The tenant context is set in a LiveView mount hook (DimalatesWeb.LiveUserAuth) and in a JSON API plug, both of which read the active tenant off the user session.

Authentication

Two flows: password and Google OAuth, both via AshAuthentication.

Password registration sends a confirmation email through Swoosh + the configured mailer adapter. The user clicks the link, the token is verified, and confirmed_at is stamped on the user.

Google OAuth was the more interesting integration. The redirect URI in Google Cloud Console has to match exactly, and I wanted dev, test, and prod to all work without manual config edits. The solution is:

• Dev/test: read GOOGLE_REDIRECT_URI from envs/.dev.env / envs/.test.env (Dotenvy), and require it to match what’s registered in Google Cloud Console.
• Prod: never set GOOGLE_REDIRECT_URI. Instead, derive it from PHX_HOST at runtime in Dimalates.GoogleOAuthConfig. Production redirect URI is always https://{PHX_HOST}/auth/user/google/callback.

That way prod can’t drift from the registered URI by accident, and dev can have its own.

When a brand-new user signs in with Google, a custom Ash change (CreateOAuthUserAccount) provisions their User and UserAccount rows in the same transaction as the OAuth identity creation, so the user lands on the dashboard already attached to a tenant.

Authorization, the Ash way

Every resource has a policies block. A few examples of how that reads:

# Pseudocode - actual policies live in each resource module.
# A user can read a lesson if they're enrolled in its course and the lesson is published.
policy action_type(:read) do
  authorize_if Dimalates.Learning.Checks.IsEnrolledInCourse
  authorize_if actor_attribute_equals(:role, :admin)
end

Dimalates.Learning.Checks.IsEnrolledInCourse is a small Ash check module. It runs on every read and write attempt that goes through the resource. There is no authorization logic in the LiveViews. There is none in the controllers. The web layer is “fetch the actor, fetch the tenant, call the domain function, render.”

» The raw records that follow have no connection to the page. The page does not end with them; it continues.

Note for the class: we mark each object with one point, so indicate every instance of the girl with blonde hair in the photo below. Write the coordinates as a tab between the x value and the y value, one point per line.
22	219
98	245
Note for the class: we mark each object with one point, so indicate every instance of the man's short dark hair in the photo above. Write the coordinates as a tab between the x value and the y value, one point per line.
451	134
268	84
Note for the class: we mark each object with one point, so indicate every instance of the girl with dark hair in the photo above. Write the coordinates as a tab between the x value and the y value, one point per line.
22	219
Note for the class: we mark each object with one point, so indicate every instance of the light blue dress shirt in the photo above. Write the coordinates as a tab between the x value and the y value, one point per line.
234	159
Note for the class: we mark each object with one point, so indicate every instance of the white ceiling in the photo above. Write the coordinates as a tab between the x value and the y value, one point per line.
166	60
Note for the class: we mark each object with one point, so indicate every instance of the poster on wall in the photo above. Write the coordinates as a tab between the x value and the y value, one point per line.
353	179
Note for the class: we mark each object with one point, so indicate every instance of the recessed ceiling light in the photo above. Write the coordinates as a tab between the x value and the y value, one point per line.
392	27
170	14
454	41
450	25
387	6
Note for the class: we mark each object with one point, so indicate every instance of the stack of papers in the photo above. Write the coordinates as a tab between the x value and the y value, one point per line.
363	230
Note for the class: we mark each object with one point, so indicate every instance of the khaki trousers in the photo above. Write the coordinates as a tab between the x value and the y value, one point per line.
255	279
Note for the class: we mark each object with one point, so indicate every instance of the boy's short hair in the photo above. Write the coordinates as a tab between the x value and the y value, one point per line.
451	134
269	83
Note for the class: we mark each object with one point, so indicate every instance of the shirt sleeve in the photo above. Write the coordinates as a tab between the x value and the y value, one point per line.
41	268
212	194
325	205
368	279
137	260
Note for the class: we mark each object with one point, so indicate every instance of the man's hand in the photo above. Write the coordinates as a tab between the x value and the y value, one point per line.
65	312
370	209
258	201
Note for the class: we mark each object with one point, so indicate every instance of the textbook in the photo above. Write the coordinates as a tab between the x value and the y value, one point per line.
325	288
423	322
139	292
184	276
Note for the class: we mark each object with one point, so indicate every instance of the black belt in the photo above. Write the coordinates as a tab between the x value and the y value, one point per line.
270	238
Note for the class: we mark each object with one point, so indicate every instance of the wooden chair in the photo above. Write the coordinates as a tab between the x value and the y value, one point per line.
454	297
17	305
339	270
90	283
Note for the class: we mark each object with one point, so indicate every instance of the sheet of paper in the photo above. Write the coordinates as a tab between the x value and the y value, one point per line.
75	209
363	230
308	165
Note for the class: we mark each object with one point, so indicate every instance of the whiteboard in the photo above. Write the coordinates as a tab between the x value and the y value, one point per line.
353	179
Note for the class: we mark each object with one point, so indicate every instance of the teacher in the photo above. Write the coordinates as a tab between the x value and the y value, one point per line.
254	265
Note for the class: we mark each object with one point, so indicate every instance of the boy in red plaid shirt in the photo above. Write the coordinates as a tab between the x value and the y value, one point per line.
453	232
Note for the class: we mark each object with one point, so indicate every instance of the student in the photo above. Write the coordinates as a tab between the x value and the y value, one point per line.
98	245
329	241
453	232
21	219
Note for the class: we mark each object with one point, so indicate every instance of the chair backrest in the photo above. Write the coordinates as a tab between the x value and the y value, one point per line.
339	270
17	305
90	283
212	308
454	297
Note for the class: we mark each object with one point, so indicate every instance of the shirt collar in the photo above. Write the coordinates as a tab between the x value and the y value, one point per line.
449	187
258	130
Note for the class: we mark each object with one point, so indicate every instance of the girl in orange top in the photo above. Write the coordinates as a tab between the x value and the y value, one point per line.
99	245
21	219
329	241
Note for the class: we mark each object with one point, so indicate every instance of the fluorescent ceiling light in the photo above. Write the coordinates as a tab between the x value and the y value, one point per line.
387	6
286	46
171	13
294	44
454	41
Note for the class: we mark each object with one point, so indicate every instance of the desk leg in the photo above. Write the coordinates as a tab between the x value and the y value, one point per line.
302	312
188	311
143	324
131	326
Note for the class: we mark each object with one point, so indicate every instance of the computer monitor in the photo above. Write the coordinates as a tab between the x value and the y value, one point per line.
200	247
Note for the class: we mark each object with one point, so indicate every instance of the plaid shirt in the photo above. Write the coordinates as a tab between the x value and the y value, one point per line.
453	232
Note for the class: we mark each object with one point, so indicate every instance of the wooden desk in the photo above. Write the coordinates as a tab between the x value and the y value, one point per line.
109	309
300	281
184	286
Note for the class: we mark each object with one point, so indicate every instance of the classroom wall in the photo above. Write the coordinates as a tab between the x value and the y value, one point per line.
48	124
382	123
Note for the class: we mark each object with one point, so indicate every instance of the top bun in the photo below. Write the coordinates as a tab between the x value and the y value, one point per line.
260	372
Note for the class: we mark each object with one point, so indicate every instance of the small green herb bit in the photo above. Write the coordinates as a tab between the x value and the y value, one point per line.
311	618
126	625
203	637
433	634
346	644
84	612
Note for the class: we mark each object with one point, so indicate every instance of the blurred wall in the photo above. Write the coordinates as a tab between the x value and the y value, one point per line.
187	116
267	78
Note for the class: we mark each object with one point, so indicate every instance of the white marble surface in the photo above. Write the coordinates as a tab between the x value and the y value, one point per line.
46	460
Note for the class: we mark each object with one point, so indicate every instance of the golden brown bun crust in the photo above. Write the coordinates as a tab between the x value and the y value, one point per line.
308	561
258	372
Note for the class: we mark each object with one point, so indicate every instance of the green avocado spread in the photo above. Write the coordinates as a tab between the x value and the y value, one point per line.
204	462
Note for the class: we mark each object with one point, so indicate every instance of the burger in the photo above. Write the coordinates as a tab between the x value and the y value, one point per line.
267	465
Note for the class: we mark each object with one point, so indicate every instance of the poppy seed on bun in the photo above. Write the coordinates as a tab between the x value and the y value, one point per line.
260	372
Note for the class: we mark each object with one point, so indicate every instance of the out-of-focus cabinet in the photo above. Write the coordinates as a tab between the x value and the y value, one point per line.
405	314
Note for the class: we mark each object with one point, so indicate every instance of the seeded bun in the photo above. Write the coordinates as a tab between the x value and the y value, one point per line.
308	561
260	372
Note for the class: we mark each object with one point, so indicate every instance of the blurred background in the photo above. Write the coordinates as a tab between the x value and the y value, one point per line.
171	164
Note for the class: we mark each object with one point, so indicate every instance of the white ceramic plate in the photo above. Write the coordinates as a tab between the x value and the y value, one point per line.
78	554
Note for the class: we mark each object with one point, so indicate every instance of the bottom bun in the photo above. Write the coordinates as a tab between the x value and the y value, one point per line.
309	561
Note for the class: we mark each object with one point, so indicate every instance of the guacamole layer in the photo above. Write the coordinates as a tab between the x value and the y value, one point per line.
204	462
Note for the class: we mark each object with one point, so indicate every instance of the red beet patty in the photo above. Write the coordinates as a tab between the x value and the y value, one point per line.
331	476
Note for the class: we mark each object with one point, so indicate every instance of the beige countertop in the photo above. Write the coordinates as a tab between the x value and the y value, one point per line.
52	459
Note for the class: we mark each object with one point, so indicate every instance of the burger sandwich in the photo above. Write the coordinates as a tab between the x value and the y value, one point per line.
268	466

This is the part of Ash I’d most miss going back to plain Phoenix. The framework drags you toward putting auth at the resource level, which is the only place it can be checked consistently.

Observability

The app exports OpenTelemetry traces from Phoenix, Bandit, Ecto, and Ash via the corresponding opentelemetry_* packages, and reports errors to Sentry with sentry_before_send filtering out the predictable noise. Every request gets a trace; every Ash action shows up as a span; every Ecto query is a child span underneath. When a slow request shows up in Sentry, the linked trace usually tells me exactly which Ash action and which query.

logger_json formats logs as JSON for Fly’s log shipper, and Dimalates.AuditLogNotifier writes a separate audit trail for sensitive actions (role changes, tenant-level config edits) so admins can see who did what.

Closing thought

Ash gets a reputation for being heavyweight, and on the surface it is: a lesson resource is 200 lines of declarative DSL. But the alternative isn’t 50 lines of Ecto schema; it’s 50 lines of schema, plus 200 lines of context module, plus authorization checks scattered across LiveViews and controllers, plus a JSON API serializer module, plus duplicate validation logic for the admin UI. Ash collapses all of that into one place, and the resulting code is the easiest Elixir codebase I’ve ever come back to after a month away.

If you’re considering Ash for a multi-tenant SaaS with non-trivial authorization, my recommendation is: try it. The learning curve is real, but so is the payoff.